Credit Study Undermines Stereotypes About Women and Finances

Women have been lampooned as being lavish spenders for eons (OK, maybe not eons, but a long damn time). The tired joke goes that we blow through cash, spending it on trivial purchases like clothes and shoes and purses and... oh my, is that Prada?

These claims are no more than gender stereotypes packaged as comedy. But Experian has a message for these jokers. In a new report, the global credit information group revealed that men carry 4.3 percent more debt than women.

In some ways, men and women are nearly equal when it comes to handling credit. As the researchers reveal, the sexes have almost identical average credit scores — women 675, men 674 — and use almost the same amount of their available credit, with men using 31 percent, and women 30 percent.

Still, women carry less overall debt. An average man has $26,227 in debt from credit cards, personal loans and auto loans, compared to a $25,095 average for a woman.

As reported by the Milwaukee Journal Sentinel , an even larger difference can be seen when it comes to mortgages. 72 percent of consumers have joint mortgages (a home loan to more than one party). The remaining 28 percent is made up of men and women who borrowed on an individual basis.
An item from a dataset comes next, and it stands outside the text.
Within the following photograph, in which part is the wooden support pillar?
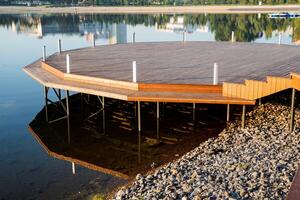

Nationally, men have 18.3 percent more independent mortgages than women.

But maybe men are just taking out larger mortgages because they have higher incomes than women? Yes, but "it would appear that they are having a slightly more difficult time making those payments on time," says Michele Raneri, vice president of analytics Experian.

I guess we've learned how to budget and make a dollar stretch — you know, since we get paid less.